4) Com efeito, sendo certo que sobre as partes recai o ónus da prova quanto aos factos necessários para fazer valer a sua pretensão, é igualmente certo que o tribunal detém um papel activo na descoberta da verdade material, sendo-lhe imputável a não realização de diligências necessárias e disponíveis para alcançar esse objectivo.

5) Efectivamente, o princípio do inquisitório, tradicionalmente contraposto no âmbito processual ao princípio do dispositivo que coloca na disponibilidade das partes a condução do processo e o ónus de alegar a factualidade que servirá de base à decisão, bem como de tomar a iniciativa na prova dos factos controvertidos, atribui ao Tribunal um poder-dever de condução do processo, designadamente, de realizar ou ordenar oficiosamente as diligências necessárias para a descoberta da verdade material.

6) No processo arbitral tributário deve entender-se que o poder-dever do inquisitório resulta da consagração do princípio da livre determinação das diligências de produção de prova necessárias (artigo 16.º, alínea e), do RJAT) e, em qualquer caso, é resultado da aplicação subsidiária do artigo 114.º do CPPT ou do artigo 411.º do CPC por força do disposto no artigo 29.º do RJAT.

7) Deste modo, estando na disponibilidade do juiz do processo a requisição de documentos que reputa essenciais para a prova dos factos, só lhe é lícito concluir pela falta de prova de um determinado facto se, após a requisição dos aludidos documentos, não decorrer prova desse facto.

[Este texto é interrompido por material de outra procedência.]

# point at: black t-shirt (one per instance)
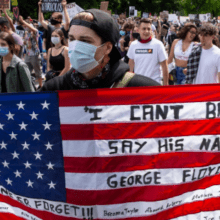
(47, 34)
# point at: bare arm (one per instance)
(9, 19)
(131, 65)
(27, 25)
(67, 18)
(41, 16)
(171, 56)
(164, 67)
(48, 62)
(67, 62)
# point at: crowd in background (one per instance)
(34, 51)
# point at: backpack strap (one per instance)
(125, 80)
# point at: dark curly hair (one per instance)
(185, 29)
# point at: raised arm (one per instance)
(41, 16)
(66, 15)
(9, 19)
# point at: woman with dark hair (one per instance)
(14, 73)
(58, 62)
(181, 49)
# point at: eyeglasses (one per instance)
(192, 32)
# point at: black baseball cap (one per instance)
(105, 26)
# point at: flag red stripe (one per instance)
(9, 216)
(141, 95)
(186, 209)
(135, 194)
(140, 130)
(38, 213)
(132, 163)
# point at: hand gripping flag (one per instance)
(131, 153)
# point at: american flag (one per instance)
(134, 153)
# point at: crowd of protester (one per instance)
(38, 54)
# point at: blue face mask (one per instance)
(4, 51)
(82, 56)
(122, 33)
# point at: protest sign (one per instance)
(79, 154)
(203, 17)
(192, 16)
(164, 15)
(5, 4)
(131, 11)
(135, 13)
(173, 18)
(72, 10)
(145, 15)
(14, 2)
(16, 13)
(52, 6)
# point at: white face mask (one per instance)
(55, 40)
(82, 56)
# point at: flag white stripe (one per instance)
(142, 146)
(123, 113)
(104, 181)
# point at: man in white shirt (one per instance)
(148, 54)
(209, 63)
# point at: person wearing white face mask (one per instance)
(95, 60)
(58, 62)
(14, 73)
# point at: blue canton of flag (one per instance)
(31, 157)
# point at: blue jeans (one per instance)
(180, 76)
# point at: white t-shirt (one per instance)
(209, 66)
(147, 58)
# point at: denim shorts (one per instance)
(180, 76)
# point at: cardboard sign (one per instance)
(5, 4)
(145, 15)
(139, 14)
(14, 2)
(192, 16)
(104, 6)
(16, 13)
(164, 15)
(131, 11)
(72, 10)
(52, 6)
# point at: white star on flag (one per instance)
(23, 126)
(15, 155)
(9, 182)
(36, 136)
(17, 173)
(40, 175)
(25, 146)
(10, 116)
(30, 184)
(34, 116)
(27, 165)
(38, 156)
(45, 105)
(5, 164)
(49, 146)
(3, 145)
(1, 126)
(52, 185)
(13, 136)
(20, 105)
(50, 166)
(47, 126)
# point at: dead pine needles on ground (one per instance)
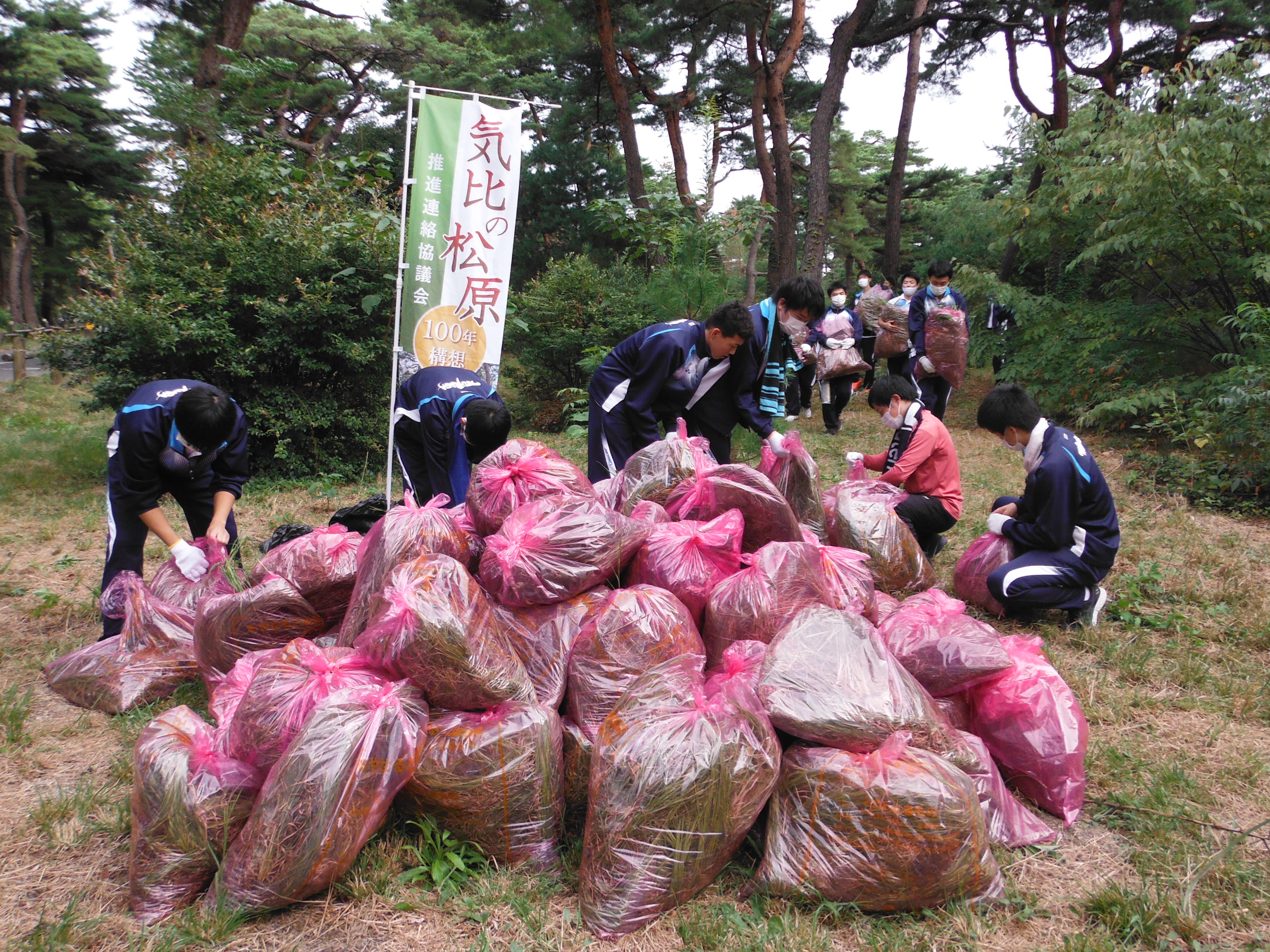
(1177, 687)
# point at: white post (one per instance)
(402, 264)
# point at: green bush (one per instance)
(266, 280)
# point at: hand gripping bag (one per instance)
(677, 780)
(268, 615)
(850, 581)
(494, 778)
(557, 549)
(543, 638)
(798, 478)
(171, 585)
(828, 680)
(407, 532)
(639, 628)
(947, 343)
(940, 645)
(1010, 823)
(518, 473)
(325, 797)
(981, 559)
(435, 626)
(781, 579)
(769, 518)
(1036, 729)
(891, 831)
(189, 804)
(689, 559)
(322, 565)
(148, 660)
(284, 691)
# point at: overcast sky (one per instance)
(957, 131)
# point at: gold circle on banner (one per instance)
(441, 339)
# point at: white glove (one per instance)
(998, 522)
(191, 562)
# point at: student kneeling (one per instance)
(921, 459)
(1063, 528)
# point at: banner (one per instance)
(459, 235)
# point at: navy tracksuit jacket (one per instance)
(139, 475)
(1066, 533)
(428, 431)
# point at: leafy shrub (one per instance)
(266, 280)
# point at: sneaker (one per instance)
(1089, 616)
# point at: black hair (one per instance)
(891, 386)
(802, 294)
(205, 417)
(488, 424)
(733, 319)
(1007, 405)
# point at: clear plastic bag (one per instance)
(496, 778)
(690, 558)
(1036, 729)
(798, 478)
(325, 797)
(322, 565)
(557, 549)
(677, 780)
(268, 615)
(889, 831)
(284, 690)
(516, 474)
(638, 628)
(769, 518)
(434, 625)
(189, 804)
(981, 559)
(783, 579)
(940, 645)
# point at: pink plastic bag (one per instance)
(267, 615)
(496, 778)
(940, 645)
(322, 565)
(325, 797)
(148, 660)
(690, 558)
(757, 602)
(638, 628)
(172, 587)
(1010, 823)
(407, 532)
(889, 831)
(516, 474)
(284, 691)
(435, 626)
(189, 804)
(981, 559)
(677, 780)
(543, 638)
(850, 582)
(1034, 726)
(798, 478)
(557, 549)
(769, 518)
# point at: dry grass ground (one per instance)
(1177, 691)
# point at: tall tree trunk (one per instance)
(607, 36)
(822, 136)
(900, 162)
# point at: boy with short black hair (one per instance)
(1065, 527)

8) Já não lhe será possível, pois, concluir a priori, pela falta de prova de um determinado facto sem desencadear, primeiro, a devida investigação.

9) Assim, se o Tribunal reputava essencial a junção de contratos de compra e venda e recibos comprovativos do preço, impunha-se-lhe indagar sobre a existência desses documentos, sob pena de violação do princípio do inquisitório e da verdade material.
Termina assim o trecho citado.